Hoe ontwikkelde het voormalige kerkhof zich?

Op basis van gegevens uit de literatuur bevond de oude kerk zich te midden van het kerkhof. Op de

Ferrariskaart – die geen volledig betrouwbaar beeld geeft en waar de kerk zich ten oosten van de Schoorstraat

lijkt te bevinden - wordt de kerk omgeven door een kerkhof. Hoewel niet ingetekend was dit vermoedelijk ook het geval op de recentere plannen.

Welke info is er nog te vinden over de voormalige kerkfases en kerkhoffases? Welke info is er te vinden over de bouw van de huidige kerk en de omgevingswerken rond de huidige kerk? Welke impact hadden deze op het archeologisch erfgoed?

De oude kerk was oost-west georienteerd, bezat een toren in het westen en de ingang in het oosten. De kerk – die zich volgens de oudste plannen in het noorden van het perceel bevond - was omgeven door een kerkhof. De kerk werd gesloten tijdens de Franse Revolutie en werd op 6 september 1802, toen de vrijheid van godsdienst was toegelaten, heropend. Na het concordaat van Napoleon met Rome werden, bij decreet van 1 januari 1804, vele kleine parochies afgeschaft en als bijkapel bij een naastgelegen parochie gevoegd. Uikhoven werd zo de bijkapel van Boorsem. Deze situatie bleef tot in 1843 toen zij opnieuw als afzonderlijke parochie werd ingericht.

Aangezien de kerk hoe langer hoe meer bouwgebreken vertoonde en te klein werd bevonden, besloot men, onder leiding van pastoor Pernot een nieuwe kerk op te bouwen. De werken aan deze driebeukige neogotische kerk begonnen in 1857. Ook deze kerk bleek echter al vlug te klein, waardoor pastoor Goossens een nieuw plan liet opmaken om de kerk te vergroten. In 1939 was deze vergroting tot stand gebracht. Het oorspronkelijke kerkhof werd hierbij grotendeels overbouwd.
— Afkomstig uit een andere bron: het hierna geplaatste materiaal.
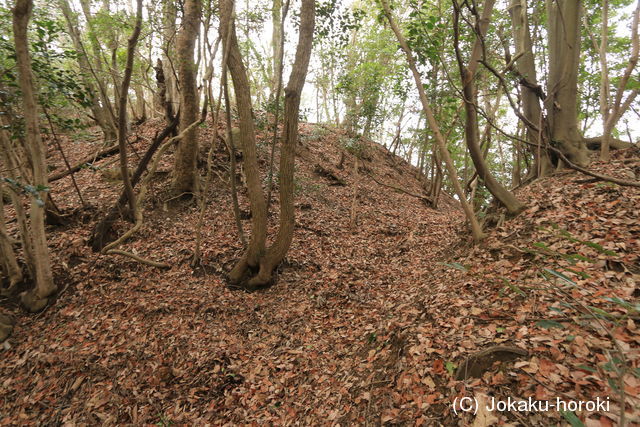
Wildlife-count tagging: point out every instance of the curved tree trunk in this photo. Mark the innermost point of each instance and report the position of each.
(476, 230)
(562, 94)
(293, 91)
(185, 176)
(35, 299)
(525, 63)
(255, 255)
(250, 259)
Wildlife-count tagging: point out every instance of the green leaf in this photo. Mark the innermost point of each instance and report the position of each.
(572, 418)
(514, 288)
(548, 324)
(600, 249)
(451, 367)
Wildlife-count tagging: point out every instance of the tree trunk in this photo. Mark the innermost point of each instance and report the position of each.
(526, 67)
(8, 260)
(276, 46)
(564, 56)
(100, 113)
(185, 173)
(293, 92)
(250, 259)
(256, 256)
(35, 299)
(433, 124)
(122, 110)
(169, 72)
(472, 132)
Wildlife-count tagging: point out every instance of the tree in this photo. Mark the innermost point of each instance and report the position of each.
(444, 153)
(185, 174)
(470, 94)
(37, 298)
(255, 267)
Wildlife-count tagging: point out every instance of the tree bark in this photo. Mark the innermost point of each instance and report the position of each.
(293, 92)
(526, 67)
(185, 173)
(250, 258)
(564, 56)
(433, 124)
(100, 113)
(122, 110)
(472, 132)
(35, 299)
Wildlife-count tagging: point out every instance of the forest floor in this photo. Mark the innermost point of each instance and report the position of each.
(365, 325)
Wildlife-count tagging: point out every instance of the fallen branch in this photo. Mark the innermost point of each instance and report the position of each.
(402, 190)
(107, 152)
(139, 259)
(102, 228)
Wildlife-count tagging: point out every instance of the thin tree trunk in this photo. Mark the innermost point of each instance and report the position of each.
(185, 176)
(251, 257)
(433, 124)
(472, 133)
(35, 299)
(293, 92)
(122, 110)
(564, 56)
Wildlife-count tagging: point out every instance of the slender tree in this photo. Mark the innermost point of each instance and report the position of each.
(185, 174)
(37, 298)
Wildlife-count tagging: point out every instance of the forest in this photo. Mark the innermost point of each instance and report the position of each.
(320, 212)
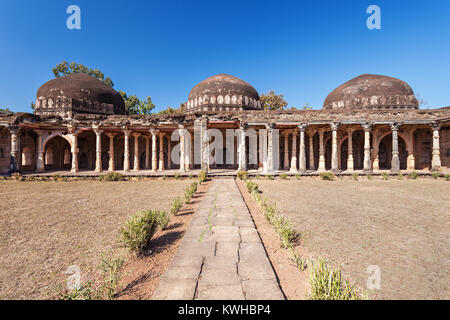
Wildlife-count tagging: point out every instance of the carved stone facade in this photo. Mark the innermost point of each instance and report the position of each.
(244, 137)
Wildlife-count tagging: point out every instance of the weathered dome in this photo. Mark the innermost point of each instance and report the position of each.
(371, 91)
(223, 92)
(78, 93)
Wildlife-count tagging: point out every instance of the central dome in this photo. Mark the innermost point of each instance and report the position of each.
(78, 93)
(371, 91)
(223, 92)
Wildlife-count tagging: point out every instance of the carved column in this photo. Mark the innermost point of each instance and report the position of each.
(147, 152)
(242, 158)
(367, 162)
(14, 149)
(98, 150)
(395, 163)
(286, 151)
(436, 159)
(311, 150)
(294, 152)
(350, 165)
(269, 167)
(136, 152)
(321, 151)
(111, 165)
(302, 148)
(182, 133)
(204, 145)
(126, 161)
(154, 152)
(334, 156)
(40, 165)
(161, 152)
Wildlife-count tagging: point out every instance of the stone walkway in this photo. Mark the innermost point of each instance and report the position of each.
(221, 255)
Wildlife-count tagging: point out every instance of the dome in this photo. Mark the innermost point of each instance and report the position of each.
(223, 92)
(370, 91)
(78, 93)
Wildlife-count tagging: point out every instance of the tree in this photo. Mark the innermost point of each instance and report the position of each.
(132, 103)
(272, 101)
(64, 69)
(135, 106)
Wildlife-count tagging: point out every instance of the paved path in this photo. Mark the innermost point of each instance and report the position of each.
(221, 255)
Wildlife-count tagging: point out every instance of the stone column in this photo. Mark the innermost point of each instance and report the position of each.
(334, 156)
(154, 153)
(269, 167)
(169, 152)
(286, 151)
(242, 158)
(302, 148)
(350, 165)
(182, 133)
(74, 150)
(367, 162)
(136, 152)
(111, 165)
(126, 161)
(311, 150)
(161, 152)
(14, 166)
(204, 145)
(40, 165)
(294, 152)
(98, 150)
(395, 163)
(436, 158)
(321, 151)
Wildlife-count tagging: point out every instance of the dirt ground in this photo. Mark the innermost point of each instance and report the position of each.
(45, 227)
(402, 226)
(141, 275)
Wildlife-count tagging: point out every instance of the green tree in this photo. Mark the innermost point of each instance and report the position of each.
(272, 101)
(64, 69)
(132, 103)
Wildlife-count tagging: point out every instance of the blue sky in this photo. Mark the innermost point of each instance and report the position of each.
(162, 48)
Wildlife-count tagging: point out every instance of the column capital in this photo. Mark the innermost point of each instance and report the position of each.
(366, 127)
(435, 126)
(335, 126)
(302, 127)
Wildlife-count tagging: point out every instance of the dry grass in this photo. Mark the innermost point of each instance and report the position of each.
(400, 225)
(48, 226)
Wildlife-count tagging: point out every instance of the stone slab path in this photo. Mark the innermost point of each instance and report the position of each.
(221, 256)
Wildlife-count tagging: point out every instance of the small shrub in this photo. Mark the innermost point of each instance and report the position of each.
(328, 284)
(201, 176)
(243, 175)
(329, 176)
(163, 219)
(413, 175)
(110, 267)
(138, 230)
(177, 203)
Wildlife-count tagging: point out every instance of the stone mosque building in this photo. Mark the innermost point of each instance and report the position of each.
(370, 123)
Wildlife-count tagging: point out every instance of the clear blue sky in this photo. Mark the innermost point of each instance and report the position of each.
(162, 48)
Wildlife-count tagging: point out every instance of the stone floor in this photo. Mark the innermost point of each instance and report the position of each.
(221, 255)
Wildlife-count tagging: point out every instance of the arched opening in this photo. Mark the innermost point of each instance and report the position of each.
(57, 155)
(385, 153)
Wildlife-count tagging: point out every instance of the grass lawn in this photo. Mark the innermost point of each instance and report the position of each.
(402, 226)
(45, 227)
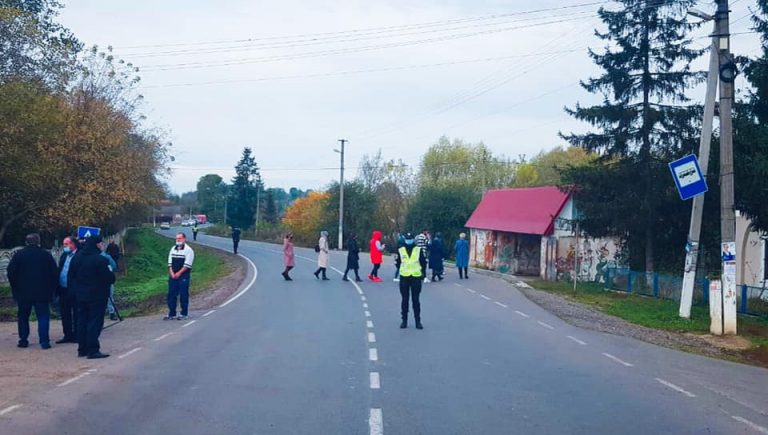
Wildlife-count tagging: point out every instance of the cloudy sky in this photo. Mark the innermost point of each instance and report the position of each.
(290, 78)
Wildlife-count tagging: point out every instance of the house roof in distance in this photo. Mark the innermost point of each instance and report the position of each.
(525, 210)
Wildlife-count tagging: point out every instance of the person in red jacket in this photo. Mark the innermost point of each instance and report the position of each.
(377, 248)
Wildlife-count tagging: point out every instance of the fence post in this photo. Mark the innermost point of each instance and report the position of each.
(743, 308)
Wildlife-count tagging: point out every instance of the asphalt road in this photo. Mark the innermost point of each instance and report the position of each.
(314, 357)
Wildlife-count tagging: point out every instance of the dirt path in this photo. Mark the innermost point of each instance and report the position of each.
(25, 371)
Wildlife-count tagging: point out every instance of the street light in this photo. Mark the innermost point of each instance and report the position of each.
(341, 195)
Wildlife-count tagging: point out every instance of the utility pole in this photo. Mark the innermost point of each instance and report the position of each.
(694, 231)
(727, 213)
(341, 196)
(258, 206)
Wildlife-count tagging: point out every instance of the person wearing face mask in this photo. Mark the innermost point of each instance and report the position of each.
(67, 303)
(91, 275)
(180, 261)
(411, 261)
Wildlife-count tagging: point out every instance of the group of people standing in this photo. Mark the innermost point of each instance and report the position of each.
(412, 256)
(82, 281)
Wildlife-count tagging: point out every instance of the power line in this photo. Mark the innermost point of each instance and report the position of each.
(348, 50)
(370, 29)
(363, 71)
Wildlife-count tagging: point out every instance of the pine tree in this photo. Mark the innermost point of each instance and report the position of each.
(644, 121)
(243, 193)
(751, 132)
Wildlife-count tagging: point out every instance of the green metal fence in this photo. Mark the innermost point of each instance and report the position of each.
(750, 300)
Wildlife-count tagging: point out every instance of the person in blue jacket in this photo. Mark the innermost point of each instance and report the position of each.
(462, 256)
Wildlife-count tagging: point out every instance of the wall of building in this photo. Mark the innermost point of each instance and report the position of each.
(505, 252)
(750, 254)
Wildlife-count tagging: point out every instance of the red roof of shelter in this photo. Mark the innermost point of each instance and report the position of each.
(526, 210)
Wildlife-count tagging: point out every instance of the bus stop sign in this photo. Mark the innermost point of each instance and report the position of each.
(688, 177)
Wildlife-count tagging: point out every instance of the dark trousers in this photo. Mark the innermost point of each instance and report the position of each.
(43, 321)
(410, 286)
(347, 271)
(178, 289)
(90, 321)
(68, 307)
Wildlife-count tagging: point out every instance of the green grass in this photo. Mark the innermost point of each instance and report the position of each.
(143, 287)
(650, 312)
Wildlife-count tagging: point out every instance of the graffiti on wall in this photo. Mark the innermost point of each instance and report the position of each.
(594, 257)
(505, 252)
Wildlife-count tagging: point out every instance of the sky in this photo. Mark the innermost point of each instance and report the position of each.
(291, 78)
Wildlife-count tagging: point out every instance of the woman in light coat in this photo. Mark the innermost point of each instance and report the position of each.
(288, 257)
(322, 256)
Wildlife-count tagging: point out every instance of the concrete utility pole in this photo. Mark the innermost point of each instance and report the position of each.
(341, 195)
(694, 231)
(727, 76)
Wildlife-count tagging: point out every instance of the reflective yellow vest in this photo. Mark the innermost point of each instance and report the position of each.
(410, 266)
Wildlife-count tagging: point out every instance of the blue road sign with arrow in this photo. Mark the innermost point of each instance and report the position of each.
(85, 232)
(688, 177)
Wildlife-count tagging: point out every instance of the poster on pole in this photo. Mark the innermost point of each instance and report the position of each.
(688, 177)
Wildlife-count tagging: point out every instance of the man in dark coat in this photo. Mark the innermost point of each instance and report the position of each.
(91, 276)
(67, 303)
(235, 238)
(436, 255)
(32, 275)
(353, 258)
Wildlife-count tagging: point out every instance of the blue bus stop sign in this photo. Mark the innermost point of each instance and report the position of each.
(85, 232)
(688, 177)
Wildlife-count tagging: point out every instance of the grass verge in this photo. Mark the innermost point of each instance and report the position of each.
(657, 313)
(143, 287)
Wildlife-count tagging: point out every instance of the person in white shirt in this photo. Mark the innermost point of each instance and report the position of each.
(180, 261)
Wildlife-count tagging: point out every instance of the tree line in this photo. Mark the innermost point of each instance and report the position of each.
(74, 148)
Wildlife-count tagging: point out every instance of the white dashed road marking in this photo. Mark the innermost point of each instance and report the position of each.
(76, 378)
(546, 325)
(163, 336)
(132, 351)
(375, 381)
(10, 409)
(754, 426)
(624, 363)
(675, 387)
(577, 340)
(376, 422)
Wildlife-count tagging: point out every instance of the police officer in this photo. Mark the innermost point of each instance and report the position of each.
(411, 261)
(91, 276)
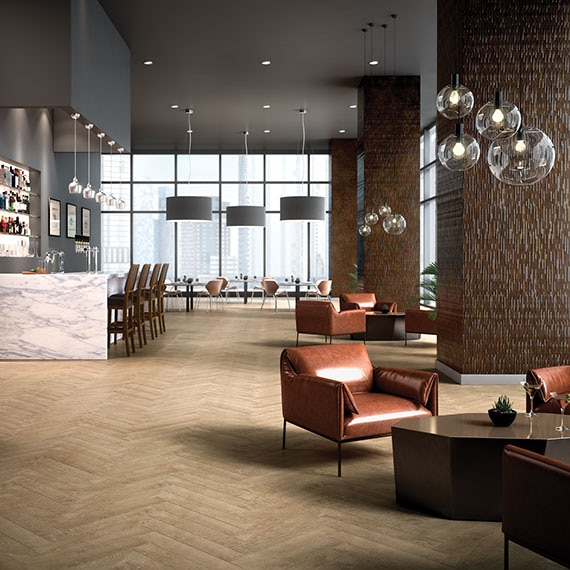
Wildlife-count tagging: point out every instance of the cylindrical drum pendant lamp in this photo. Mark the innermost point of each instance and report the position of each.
(189, 208)
(303, 208)
(245, 216)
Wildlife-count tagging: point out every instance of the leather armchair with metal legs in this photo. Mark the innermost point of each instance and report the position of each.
(334, 391)
(321, 317)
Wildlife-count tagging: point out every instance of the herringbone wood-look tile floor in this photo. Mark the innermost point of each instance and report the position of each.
(172, 459)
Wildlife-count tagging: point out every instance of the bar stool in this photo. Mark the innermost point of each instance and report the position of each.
(140, 296)
(161, 287)
(120, 312)
(151, 302)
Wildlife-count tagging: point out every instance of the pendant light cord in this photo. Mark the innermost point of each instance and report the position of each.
(189, 113)
(394, 16)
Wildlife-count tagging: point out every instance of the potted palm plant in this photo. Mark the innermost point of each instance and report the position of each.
(502, 413)
(428, 286)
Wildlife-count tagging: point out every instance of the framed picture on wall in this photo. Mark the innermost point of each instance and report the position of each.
(54, 217)
(71, 220)
(85, 222)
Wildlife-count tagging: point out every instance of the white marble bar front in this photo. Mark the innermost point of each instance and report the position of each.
(58, 316)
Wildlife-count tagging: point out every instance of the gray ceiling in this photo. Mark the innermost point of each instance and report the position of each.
(207, 57)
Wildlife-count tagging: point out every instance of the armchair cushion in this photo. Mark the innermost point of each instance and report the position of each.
(554, 379)
(365, 301)
(321, 317)
(410, 384)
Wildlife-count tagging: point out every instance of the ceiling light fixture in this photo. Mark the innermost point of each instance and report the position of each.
(394, 16)
(372, 61)
(120, 202)
(454, 101)
(498, 119)
(100, 197)
(458, 152)
(74, 187)
(111, 200)
(245, 215)
(302, 208)
(88, 191)
(189, 208)
(523, 159)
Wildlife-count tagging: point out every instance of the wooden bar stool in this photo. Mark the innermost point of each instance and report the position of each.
(120, 312)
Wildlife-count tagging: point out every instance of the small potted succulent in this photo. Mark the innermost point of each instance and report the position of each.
(502, 413)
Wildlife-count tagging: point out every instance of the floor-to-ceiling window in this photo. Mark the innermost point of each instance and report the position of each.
(428, 191)
(141, 234)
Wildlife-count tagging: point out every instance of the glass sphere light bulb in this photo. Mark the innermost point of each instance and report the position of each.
(458, 149)
(498, 116)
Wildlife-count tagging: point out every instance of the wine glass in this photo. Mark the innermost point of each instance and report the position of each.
(563, 399)
(531, 390)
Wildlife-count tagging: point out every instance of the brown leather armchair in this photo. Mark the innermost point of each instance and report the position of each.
(418, 321)
(554, 379)
(321, 317)
(334, 391)
(366, 301)
(539, 524)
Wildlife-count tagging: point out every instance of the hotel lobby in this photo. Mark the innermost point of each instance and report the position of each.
(172, 458)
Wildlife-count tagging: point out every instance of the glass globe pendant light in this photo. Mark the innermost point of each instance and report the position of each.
(459, 151)
(394, 224)
(454, 101)
(111, 200)
(74, 187)
(498, 119)
(100, 197)
(88, 191)
(523, 159)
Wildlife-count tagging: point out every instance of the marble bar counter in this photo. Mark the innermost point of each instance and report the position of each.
(57, 316)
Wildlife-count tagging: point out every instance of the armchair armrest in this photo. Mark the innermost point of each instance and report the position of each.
(351, 321)
(541, 524)
(417, 385)
(316, 404)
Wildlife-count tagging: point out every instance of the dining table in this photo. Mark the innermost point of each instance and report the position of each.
(189, 294)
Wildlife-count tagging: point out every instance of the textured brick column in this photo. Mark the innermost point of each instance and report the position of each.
(388, 171)
(343, 212)
(503, 251)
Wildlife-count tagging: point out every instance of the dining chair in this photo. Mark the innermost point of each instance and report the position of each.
(321, 290)
(213, 290)
(272, 289)
(227, 288)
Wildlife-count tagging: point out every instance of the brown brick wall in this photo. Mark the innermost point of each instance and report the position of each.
(388, 140)
(343, 213)
(503, 251)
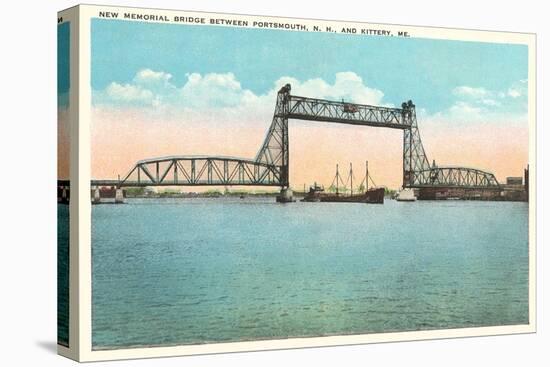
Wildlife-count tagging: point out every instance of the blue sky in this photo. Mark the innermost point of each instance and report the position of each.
(426, 71)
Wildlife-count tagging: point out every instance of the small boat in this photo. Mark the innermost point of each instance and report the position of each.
(406, 194)
(314, 194)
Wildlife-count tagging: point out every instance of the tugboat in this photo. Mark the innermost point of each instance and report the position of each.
(314, 194)
(406, 194)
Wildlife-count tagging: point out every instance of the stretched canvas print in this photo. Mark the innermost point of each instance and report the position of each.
(237, 183)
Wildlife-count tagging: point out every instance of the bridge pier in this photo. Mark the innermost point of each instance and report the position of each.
(285, 196)
(96, 199)
(119, 196)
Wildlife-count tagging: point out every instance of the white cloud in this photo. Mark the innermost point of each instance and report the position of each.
(219, 97)
(223, 91)
(128, 93)
(470, 92)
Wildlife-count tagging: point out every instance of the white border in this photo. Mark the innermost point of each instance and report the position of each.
(82, 275)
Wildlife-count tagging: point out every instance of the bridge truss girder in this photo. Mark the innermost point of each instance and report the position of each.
(455, 177)
(270, 167)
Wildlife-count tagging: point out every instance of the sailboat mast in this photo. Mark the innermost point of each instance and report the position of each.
(367, 176)
(337, 175)
(351, 177)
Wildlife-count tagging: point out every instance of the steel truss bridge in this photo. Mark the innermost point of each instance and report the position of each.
(270, 167)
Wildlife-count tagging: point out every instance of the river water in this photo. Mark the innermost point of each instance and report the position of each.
(188, 271)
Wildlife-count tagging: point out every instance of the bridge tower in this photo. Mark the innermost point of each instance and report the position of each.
(274, 150)
(416, 167)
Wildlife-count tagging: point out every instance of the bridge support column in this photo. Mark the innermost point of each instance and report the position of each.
(96, 199)
(119, 196)
(285, 196)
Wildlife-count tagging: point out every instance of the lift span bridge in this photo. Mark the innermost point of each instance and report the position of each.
(270, 167)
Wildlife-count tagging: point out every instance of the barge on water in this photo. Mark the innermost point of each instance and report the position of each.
(369, 196)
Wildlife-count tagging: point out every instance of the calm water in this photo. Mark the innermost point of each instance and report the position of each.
(187, 271)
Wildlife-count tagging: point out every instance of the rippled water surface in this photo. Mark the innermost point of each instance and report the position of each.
(188, 271)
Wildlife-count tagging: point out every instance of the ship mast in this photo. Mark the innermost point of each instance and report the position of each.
(351, 177)
(366, 176)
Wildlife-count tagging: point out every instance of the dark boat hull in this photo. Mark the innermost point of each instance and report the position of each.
(373, 196)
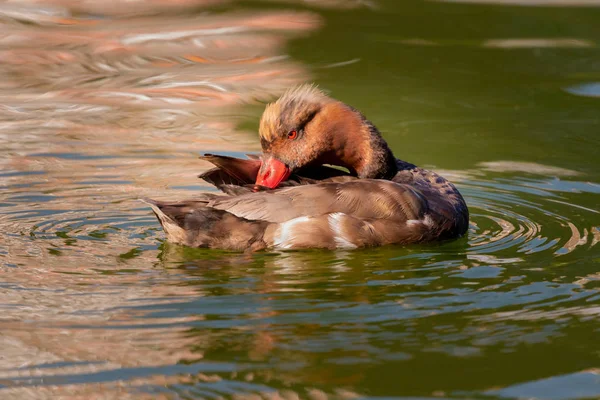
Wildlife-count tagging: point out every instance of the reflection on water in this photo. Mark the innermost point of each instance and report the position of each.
(102, 103)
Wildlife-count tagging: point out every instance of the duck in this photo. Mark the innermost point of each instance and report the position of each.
(326, 179)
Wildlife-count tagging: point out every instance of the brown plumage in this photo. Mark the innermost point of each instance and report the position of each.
(306, 204)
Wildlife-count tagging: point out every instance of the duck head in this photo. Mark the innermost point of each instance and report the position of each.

Alle kerken werden – op basis van gegevens uit de literatuur en iconografische bronnen – vermoedelijk door een kerkhof omgeven.

Wat is de ouderdom van het kerkhof?

Hoewel hierover geen gegevens voorhanden zijn, kan vermoed worden dat een kerkhof aanwezig was sinds de oprichting van de eerste kapel (vermoedelijk ca. 11de eeuw).

Tot wanneer bleef het kerkhof in gebruik?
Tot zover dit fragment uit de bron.